“Sure as shooting! I know there is! You hear me shout! Once on a time, at Fardale, he studied out right before me a cipher letter that was written this same way by one of his enemies. He reckoned I would remember that. He reckoned I would tumble and read the cipher in this letter.”

Although Frank must have been excited also, he still restrained himself.

“If that’s the case,” he said, “you should be able to read this with ease. Go ahead and do so.”

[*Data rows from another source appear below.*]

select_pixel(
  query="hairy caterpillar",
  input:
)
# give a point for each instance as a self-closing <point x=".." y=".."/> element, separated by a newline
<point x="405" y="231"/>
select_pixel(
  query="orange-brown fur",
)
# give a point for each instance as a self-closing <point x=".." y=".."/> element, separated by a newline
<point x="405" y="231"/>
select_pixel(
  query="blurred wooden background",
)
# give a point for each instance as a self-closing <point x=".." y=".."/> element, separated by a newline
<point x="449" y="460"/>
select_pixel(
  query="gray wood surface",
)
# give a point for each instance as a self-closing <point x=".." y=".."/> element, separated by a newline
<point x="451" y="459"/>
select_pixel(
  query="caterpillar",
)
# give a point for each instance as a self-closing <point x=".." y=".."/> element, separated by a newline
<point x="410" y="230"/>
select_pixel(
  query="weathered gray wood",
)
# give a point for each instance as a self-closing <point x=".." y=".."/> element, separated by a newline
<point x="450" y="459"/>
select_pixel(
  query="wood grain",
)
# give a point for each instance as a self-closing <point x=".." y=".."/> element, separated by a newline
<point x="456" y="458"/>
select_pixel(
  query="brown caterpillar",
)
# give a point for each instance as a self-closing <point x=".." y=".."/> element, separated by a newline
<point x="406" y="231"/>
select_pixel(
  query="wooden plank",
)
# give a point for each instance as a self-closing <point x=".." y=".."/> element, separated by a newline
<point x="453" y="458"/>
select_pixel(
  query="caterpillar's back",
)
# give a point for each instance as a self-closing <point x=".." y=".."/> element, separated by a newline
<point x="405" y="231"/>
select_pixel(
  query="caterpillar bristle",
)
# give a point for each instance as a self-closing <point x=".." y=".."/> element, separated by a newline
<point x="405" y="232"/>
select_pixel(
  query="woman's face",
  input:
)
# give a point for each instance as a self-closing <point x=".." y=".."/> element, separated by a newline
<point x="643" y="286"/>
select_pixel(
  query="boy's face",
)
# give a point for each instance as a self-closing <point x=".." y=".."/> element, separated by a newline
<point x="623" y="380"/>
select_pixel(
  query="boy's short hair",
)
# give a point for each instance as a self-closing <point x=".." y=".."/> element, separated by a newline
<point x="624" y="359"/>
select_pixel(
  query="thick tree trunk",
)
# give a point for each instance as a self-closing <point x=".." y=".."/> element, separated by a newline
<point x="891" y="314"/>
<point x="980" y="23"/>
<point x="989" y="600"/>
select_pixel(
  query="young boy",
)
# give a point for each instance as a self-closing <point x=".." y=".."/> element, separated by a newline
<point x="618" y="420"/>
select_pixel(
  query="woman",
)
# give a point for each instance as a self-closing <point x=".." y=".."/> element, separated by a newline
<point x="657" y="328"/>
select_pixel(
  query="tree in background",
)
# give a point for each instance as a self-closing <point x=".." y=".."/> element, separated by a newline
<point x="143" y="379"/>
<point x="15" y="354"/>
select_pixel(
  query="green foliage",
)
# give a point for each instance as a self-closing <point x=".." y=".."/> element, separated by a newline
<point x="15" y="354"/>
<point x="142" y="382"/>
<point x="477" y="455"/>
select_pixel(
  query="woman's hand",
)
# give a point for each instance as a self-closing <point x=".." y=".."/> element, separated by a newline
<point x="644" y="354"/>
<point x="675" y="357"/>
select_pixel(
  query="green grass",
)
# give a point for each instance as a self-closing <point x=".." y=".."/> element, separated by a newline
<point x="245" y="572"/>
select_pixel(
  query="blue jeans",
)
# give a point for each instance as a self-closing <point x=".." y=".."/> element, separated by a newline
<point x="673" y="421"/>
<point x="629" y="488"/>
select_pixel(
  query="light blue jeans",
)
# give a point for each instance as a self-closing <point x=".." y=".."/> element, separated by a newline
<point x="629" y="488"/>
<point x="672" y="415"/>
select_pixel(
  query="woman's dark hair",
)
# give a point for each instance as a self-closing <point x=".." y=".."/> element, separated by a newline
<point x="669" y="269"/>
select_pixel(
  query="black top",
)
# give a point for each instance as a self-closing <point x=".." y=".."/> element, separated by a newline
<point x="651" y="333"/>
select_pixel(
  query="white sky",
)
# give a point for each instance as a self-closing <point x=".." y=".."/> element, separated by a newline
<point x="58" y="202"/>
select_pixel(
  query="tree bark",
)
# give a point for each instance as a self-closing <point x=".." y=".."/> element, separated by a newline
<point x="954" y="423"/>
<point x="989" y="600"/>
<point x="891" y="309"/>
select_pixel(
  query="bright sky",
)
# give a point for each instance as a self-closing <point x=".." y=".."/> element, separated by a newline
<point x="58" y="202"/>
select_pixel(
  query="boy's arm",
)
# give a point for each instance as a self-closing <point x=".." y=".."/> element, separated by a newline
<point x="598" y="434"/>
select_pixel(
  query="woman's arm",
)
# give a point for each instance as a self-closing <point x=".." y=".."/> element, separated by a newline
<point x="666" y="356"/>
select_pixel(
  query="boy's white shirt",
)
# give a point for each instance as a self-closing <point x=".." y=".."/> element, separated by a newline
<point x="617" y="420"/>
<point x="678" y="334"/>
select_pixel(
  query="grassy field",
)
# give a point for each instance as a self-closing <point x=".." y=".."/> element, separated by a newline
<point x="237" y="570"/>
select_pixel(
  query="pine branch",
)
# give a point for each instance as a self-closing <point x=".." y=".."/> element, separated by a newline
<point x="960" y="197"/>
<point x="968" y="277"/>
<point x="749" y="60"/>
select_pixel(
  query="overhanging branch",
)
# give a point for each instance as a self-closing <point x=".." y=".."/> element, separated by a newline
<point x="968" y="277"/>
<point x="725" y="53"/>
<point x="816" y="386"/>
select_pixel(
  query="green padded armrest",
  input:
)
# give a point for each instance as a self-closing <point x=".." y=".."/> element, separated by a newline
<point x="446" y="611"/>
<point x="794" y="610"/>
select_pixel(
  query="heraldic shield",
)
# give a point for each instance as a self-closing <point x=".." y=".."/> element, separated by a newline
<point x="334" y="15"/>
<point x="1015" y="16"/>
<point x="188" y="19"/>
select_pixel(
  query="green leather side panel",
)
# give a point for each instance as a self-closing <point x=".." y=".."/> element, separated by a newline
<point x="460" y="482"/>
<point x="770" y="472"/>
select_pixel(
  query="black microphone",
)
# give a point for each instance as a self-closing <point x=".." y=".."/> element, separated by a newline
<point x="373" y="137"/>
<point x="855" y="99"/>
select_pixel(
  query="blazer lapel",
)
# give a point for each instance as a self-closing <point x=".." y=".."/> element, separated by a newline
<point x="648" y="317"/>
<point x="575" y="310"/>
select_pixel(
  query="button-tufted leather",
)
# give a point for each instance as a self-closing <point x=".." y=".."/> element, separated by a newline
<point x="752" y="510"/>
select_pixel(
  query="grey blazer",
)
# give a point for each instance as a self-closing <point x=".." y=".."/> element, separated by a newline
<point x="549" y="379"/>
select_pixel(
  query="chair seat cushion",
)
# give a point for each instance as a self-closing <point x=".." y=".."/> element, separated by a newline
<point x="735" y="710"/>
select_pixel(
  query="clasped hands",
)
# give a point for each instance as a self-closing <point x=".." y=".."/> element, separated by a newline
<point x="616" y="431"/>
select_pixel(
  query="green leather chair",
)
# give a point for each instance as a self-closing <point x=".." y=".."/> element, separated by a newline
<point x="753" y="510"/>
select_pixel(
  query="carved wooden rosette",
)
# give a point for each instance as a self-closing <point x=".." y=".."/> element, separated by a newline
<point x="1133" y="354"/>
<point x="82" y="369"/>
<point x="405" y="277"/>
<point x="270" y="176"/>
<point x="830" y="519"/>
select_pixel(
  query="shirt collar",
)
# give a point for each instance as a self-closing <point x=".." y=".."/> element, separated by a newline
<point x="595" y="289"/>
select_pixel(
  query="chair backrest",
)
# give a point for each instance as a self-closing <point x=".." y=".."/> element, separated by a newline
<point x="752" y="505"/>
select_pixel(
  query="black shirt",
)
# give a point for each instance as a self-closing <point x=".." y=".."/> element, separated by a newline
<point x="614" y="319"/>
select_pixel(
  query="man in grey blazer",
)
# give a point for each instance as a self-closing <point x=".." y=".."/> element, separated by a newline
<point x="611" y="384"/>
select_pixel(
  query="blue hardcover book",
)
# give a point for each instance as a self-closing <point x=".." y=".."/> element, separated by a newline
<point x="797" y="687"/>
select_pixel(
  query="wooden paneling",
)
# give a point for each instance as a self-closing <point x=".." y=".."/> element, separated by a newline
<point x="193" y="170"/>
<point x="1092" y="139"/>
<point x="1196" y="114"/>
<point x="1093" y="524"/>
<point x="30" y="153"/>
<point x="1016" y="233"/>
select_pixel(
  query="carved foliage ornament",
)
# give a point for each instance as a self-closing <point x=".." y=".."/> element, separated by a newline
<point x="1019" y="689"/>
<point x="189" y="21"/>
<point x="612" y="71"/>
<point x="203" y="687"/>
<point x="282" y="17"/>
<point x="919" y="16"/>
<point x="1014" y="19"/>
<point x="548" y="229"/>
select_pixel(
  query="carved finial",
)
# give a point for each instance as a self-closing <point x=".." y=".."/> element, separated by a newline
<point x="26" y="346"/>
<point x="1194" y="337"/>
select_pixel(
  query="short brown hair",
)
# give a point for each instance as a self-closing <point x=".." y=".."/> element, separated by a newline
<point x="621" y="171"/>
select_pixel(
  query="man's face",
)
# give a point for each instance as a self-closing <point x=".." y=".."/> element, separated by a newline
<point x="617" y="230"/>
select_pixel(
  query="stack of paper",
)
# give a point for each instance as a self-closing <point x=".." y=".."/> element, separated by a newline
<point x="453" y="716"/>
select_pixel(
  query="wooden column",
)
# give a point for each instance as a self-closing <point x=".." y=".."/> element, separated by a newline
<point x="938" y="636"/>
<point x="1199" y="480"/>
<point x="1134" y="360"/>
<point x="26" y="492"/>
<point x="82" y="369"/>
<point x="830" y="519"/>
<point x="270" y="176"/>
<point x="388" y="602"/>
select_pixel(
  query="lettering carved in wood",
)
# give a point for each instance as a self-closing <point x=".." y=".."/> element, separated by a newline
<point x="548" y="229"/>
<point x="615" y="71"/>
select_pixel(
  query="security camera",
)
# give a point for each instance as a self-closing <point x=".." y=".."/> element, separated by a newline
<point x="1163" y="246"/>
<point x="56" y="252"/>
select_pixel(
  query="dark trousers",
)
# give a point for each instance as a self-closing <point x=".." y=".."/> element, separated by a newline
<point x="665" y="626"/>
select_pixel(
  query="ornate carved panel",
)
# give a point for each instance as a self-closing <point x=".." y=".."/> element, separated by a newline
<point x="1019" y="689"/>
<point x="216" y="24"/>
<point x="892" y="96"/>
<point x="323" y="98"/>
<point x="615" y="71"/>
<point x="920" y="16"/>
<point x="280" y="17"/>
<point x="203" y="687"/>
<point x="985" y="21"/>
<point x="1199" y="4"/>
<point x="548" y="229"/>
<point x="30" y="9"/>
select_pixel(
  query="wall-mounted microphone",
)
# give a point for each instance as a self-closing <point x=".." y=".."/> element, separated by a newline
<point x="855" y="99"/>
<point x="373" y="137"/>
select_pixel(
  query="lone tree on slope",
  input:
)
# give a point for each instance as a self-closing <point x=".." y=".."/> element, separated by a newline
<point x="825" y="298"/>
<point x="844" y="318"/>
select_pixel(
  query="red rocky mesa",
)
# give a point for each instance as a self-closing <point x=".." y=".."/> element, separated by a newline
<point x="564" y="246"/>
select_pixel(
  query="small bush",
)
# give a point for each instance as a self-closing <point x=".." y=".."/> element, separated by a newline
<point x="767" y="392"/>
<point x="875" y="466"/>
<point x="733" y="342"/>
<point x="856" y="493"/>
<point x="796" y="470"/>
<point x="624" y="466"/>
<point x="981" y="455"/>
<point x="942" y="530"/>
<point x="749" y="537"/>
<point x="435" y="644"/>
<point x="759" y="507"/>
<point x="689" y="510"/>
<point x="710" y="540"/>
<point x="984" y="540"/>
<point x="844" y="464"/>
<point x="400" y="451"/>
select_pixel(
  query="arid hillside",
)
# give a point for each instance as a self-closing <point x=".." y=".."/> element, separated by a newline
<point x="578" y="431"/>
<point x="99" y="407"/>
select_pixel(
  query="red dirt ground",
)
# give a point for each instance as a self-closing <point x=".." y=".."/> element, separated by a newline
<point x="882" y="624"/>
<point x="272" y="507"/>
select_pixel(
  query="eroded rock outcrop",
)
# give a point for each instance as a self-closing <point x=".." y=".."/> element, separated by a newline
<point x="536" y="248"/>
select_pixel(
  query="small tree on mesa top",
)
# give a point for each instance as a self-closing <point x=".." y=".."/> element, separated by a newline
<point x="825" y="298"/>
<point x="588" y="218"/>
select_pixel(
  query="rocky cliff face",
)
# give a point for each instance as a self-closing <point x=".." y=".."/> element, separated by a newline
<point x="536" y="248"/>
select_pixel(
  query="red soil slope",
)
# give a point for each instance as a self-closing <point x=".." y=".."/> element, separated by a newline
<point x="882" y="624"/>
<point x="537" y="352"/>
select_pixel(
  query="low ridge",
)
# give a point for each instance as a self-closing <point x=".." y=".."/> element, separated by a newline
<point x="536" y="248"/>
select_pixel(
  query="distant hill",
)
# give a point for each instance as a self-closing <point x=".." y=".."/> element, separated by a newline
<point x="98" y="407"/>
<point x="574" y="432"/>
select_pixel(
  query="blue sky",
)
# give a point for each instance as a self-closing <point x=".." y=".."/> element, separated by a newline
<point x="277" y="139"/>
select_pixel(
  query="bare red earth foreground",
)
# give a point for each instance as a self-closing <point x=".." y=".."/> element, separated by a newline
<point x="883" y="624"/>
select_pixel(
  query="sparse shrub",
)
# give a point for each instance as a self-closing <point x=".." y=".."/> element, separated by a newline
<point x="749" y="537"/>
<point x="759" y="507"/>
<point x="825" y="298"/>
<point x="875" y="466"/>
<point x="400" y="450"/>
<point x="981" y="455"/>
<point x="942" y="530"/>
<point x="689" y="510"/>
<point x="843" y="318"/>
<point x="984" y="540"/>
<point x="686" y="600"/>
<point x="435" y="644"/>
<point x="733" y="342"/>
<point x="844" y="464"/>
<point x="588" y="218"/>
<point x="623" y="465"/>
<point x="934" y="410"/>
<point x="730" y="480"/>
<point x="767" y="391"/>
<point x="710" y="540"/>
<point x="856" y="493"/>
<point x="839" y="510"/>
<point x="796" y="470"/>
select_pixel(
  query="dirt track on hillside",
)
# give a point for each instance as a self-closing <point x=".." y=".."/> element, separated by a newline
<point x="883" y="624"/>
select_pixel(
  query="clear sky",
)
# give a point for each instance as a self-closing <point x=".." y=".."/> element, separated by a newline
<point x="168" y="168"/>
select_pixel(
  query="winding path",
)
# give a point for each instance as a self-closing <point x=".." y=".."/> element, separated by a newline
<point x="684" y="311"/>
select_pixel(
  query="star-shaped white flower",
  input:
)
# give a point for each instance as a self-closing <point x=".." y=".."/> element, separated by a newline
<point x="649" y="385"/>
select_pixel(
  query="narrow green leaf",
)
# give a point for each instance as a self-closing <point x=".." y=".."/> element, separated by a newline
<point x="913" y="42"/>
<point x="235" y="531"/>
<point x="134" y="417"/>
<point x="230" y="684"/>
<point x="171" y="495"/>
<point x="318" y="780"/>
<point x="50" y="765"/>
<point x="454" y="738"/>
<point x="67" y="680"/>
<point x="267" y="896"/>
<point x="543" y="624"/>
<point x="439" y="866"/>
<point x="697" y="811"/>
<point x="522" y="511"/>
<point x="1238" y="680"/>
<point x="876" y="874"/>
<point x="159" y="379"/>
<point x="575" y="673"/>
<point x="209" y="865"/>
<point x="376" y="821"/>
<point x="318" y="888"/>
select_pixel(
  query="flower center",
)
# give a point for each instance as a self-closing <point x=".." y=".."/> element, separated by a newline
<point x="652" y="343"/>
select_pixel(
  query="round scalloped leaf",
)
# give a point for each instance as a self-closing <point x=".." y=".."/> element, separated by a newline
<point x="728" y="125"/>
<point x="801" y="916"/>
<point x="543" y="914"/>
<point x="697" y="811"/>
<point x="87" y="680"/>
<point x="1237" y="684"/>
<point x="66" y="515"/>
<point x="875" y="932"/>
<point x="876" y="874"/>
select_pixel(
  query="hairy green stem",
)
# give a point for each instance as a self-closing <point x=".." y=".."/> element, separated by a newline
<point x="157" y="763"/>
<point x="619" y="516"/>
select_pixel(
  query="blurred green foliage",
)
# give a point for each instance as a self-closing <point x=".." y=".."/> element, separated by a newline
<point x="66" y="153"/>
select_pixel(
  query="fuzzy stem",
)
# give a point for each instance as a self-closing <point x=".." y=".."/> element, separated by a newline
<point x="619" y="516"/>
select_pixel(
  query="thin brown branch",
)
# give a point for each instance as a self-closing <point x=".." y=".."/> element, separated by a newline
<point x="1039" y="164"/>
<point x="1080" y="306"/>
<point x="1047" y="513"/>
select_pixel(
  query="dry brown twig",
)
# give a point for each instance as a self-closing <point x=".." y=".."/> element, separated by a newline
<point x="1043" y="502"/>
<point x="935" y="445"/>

“Gimme a pencil,” panted the Texan.

Frank did so, and then Brad began by underscoring the first word of the letter after Frank’s name, following with the second word, having skipped one, then he skipped two, and underscored the next word. Then skipped three, underscoring the next, and so on through the greater part of the first paragraph. When this was finished, the words underscored read as follows:

“I am in little house near windmill sta.y.”

“There she is!” Brad almost yelled, waving it wildly around his head. “That’s the message. I followed her up further, but it ends right there. After that he just writes what they tell him to.”

“‘I am in little house near windmill sta.y,’” read Frank, having taken the paper from the Texan’s hand. “Are you certain that ‘sta.y’ comes into it?”

“Well, part of her comes into it,” averred Brad. “She comes into it up to the period, at least. I reckons that’s why the period comes in there. ‘Sta.’—what does that stand for, Frank?”

“Station,” said Merry at once. “He has written that he is in a little house near Windmill Station. That’s it, Brad, my boy. We know where to find him at last, thanks to you.”